For the Indian clean energy business, ‘solar’ is the younger, dashing tech … and flavour of the day. Solar gets all the attention, adulation and money. So, what’s gotten lost in the hullabaloo about solar?

Wind energy. Been around for long, sheet-anchored the renewable energy movement in India, helped many make money, but in the clean energy discourses in the recent years, ‘wind’ is, at best, a footnote. It is now all ‘solar, solar’.

Not fair? Windmills have been spinning themselves crazy to give us electricity since the early 1990s. India’s renewable energy capacity today stands at 35,800 MW - of which 23,500 MW is wind.

Old, it may be, but no less significant. ‘Wind’ is a major part of India’s, as well as the global, renewable energy scene. In 2014, the world added 128,000 MW of renewable power capacity, of which 37 per cent - the highest - was ‘wind’. Solar came second, at 32 per cent. (By the way, the 128,000 MW itself was 45 per cent of all power capacity that came up in 2014 - an example of the growing importance of renewable energy.)

Wind power is today in solar’s shadow, but don’t discount its value. To get to know wind well might be useful, because there is a lot of scope for activity in ‘wind’.

Wind is highly technology-intensive. It embraces various branches of engineering - mechanical, electrical, electronic, material and aerodynamics. Some of you who might have seen wind mills from a distance might be surprised to know that the ‘box’ that sits on the top of the tower is as big as a bus. You could even plan a small holiday up there, but be warned that the box - called a ‘nacelle’ - is very cramped, as it is full of machines. Mainly, there is the big turbine-generator that produces power by converting the kinetic energy of the wind to (first mechanical, and then) electrical energy. Then there are also machines to make the windmill turn around so that the blades catch as much wind as possible, machines that turn the blades so as to make them spin faster, slower or stop, and machines that re-set the electrical energy to the kind that our home appliances need.

All these machines make the nacelle heavy. For example, the nacelle of a 2 MW windmill made by the Spanish company, Gamesa, weighs 70 tonnes, or as much as 95 Maruti Alto cars. Imagine 95 Maruti Altos compressed into one single block and made to sit on a tubular tower - that’s just one example of the technological intensity of windmills. The German company, Siemens, makes a monster machine - a 6MW turbine. The nacelle weighs 360 tonnes, (486 Maruti Altos!). Each of its three blades is one-and-half times longer than the 100-metre sprint track. When these blades spin, the area they sweep is so big that you can fit three football fields into it.
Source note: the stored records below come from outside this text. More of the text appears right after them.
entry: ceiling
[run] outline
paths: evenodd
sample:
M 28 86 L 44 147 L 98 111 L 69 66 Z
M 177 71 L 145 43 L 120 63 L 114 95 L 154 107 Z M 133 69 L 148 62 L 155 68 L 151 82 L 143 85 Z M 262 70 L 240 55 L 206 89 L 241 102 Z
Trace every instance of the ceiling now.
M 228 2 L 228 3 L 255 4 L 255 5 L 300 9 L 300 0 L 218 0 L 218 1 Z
Wind power is also very R&D-heavy. Research is going on all over the world on how to make these machines produce more electricity at even less windy sites. Basically, the higher you go, the longer the blades can be and more wind the blades can catch — so the aim is to make bigger turbines and put them on higher towers. Since land is scarce, and since moving very long objects such as blades by road is very costly and since there is more wind blowing on the seas, more and more windmills are now being put up in the seas. Some of them stand on the sea bed, while others can be towed to wherever there is more wind.

Today, a large windmill stands 100-120 metres high, and they are getting even taller because ‘the higher you go, the stronger are the winds’. There are even attempts to lift a nacelle twice or thrice, or even six times that size, using helium-filled balloons, to generate electricity up there and cable it down.

Wind is also more productive than solar. One MW of on-land wind can produce typically 2.4 million units a year, though some outliers can do even up to 3 million units. In contrast, you’d be lucky to get 1.7 million units out of 1 MW of solar capacity. Today, it costs roughly ₹7 crore to set up 1 MW of solar; wind is marginally lesser. Solar needs at least 5 acres of land per MW of capacity, wind needs about a fifth of that.

The wind energy sector is also terribly important because the government has thrown its weight behind it. India has been adding between 1,500 MW and 3,000 MW a year, but Power Minister Piyush Goyal has told industry he wants it to ramp up capacity additions, so as to reach 10,000 MW a year from 2019.

Now, that is not easy. There are problems: Land, finance, manpower, manufacturing capacity, logistics, building transmission lines to move the electricity to consuming centres….But then, where there are problems, there are challenges… and opportunities too.

Wind has its own typical problems. Wind projects cannot be put up just anywhere; it requires careful ‘siting’ based on wind flows. The machines are generally noisy, going rrrrrrr-ing all the time! But more importantly, wind power is fickle. It comes on when the wind blows, and goes off when wind stops. Now, how can you run an electricity distribution company with such an ‘infirm’ power?

But like we noted earlier, wind has its merits … and we need to find ways to get around the problems. Like we said, wind power still comes first in renewable power generation … and solar is still catching up.